Em 2002, uma lei sobre assédio moral introduziu o conceito de “saúde física e mental” na legislação trabalhista francesa. É com base nessa lei que os diretores da France Télécom estão sendo processados.
“Não há dúvida de que, ao reestruturar a empresa, com grandes cortes de empregos e transferências, os gestores sabiam que estavam desestabilizando seus funcionários”, disse a promotora Françoise Benezech, durante o julgamento.
‘Julgamento histórico’
A advogada da France Télécom, Claudia Chemarin, argumentou que as evidências não provam que qualquer das vítimas tenha sido intencionalmente assediada e fez um apelo para que os juízes analisem o caso de maneira “objetiva”.
A sentença tem potencial para gerar amplo impacto na França e no exterior. Esse é o primeiro caso em que promotores públicos entram com ações contra uma empresa pelo suicídio de funcionários.
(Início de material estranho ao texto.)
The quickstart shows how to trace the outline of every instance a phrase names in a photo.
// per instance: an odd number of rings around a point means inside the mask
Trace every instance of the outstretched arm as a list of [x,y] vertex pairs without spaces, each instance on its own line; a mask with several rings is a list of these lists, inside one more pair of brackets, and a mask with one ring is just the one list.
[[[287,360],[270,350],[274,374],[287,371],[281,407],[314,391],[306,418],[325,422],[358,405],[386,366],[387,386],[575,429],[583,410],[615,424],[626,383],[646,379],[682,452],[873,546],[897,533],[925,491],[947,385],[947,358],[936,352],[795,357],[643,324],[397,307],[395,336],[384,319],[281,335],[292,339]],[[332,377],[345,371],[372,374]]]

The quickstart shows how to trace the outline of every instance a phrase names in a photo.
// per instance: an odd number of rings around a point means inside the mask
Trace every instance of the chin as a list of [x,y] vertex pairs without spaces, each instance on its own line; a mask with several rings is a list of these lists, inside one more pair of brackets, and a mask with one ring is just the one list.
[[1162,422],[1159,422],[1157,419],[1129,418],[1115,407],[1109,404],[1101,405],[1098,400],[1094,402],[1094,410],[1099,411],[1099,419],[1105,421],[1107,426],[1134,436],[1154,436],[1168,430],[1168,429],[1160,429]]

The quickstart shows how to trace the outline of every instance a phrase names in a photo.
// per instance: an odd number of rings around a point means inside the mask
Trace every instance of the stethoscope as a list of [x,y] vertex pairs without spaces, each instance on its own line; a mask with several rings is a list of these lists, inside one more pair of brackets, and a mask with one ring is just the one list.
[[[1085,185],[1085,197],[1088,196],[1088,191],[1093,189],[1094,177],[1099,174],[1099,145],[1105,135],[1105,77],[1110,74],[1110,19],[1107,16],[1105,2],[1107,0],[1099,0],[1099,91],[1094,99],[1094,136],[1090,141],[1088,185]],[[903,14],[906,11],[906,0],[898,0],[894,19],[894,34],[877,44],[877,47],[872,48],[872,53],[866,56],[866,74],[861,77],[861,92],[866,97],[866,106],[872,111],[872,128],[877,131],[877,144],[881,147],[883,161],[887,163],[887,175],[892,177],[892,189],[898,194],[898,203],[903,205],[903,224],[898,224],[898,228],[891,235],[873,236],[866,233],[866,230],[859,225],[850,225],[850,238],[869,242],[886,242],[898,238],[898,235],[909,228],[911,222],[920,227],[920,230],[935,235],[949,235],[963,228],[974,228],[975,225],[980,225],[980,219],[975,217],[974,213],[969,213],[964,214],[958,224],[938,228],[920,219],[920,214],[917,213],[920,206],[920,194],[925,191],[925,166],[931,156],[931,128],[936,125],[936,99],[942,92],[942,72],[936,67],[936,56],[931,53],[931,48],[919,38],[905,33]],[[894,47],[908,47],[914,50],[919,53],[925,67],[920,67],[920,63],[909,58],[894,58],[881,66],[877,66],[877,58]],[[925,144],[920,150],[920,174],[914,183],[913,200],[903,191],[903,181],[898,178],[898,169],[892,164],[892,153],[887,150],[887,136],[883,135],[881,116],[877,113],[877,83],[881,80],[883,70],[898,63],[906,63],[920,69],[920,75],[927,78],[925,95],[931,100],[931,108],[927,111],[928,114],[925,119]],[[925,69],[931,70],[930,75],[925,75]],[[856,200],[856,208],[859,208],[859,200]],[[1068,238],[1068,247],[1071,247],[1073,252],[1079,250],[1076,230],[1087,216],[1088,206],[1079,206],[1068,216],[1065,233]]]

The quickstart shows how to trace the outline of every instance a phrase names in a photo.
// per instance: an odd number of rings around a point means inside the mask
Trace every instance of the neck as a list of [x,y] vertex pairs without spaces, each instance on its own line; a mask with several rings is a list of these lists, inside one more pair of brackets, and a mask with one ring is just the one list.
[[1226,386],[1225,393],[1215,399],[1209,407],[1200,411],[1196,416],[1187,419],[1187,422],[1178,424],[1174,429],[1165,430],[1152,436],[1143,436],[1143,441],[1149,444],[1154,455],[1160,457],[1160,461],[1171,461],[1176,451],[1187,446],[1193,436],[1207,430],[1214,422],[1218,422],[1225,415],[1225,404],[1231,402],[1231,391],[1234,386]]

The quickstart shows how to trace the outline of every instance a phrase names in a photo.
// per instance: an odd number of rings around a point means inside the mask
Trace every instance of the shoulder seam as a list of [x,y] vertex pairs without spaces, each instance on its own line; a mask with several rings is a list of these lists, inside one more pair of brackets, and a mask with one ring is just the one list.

“É um julgamento criminal histórico”, disse à BBC a professora Sarah Waters, da Universidade de Leeds, no Reino Unido. “Abre um precedente internacional ao fazer com que os chefes da France Télécom sejam pessoalmente responsabilizados criminalmente por pressionar seus empregados a tirar as próprias vidas.”
“Esse julgamento tem grande implicação para outras corporações do mundo todo, que terão que prestar mais atenção à proteção da saúde mental e do bem-estar de seus funcionários.”
Um estudo de 2016 da professora Sarah Waters diz que o suicídio no ambiente de trabalho se tornou “uma preocupação social urgente no cenário internacional”, com aumento no número de empregados que culpam as pressões no trabalho ao se suicidarem.
Estudos recentes feitos nos Estados Unidos, Austrália, Japão, China, Índia, Coreia do Sul e Taiwan relacionam o fenômeno à deterioração das condições de trabalho, instabilidade dos empregos, exaustão e estafa – o esgotamento por excesso de trabalho foi reconhecido pela Organização Mundial da Saúde como uma condição médica em maio deste ano.
Num editorial de 2017, a prestigiada revista médica The Lancet diz que o esgotamento entre médicos alcançou “proporções epidêmicas” no Reino Unido, enquanto nos Estados Unidos a condição é apontada como responsável pela taxa de suicídio de 400 médicos por ano – mais que o dobro da média de suicídios da população americana.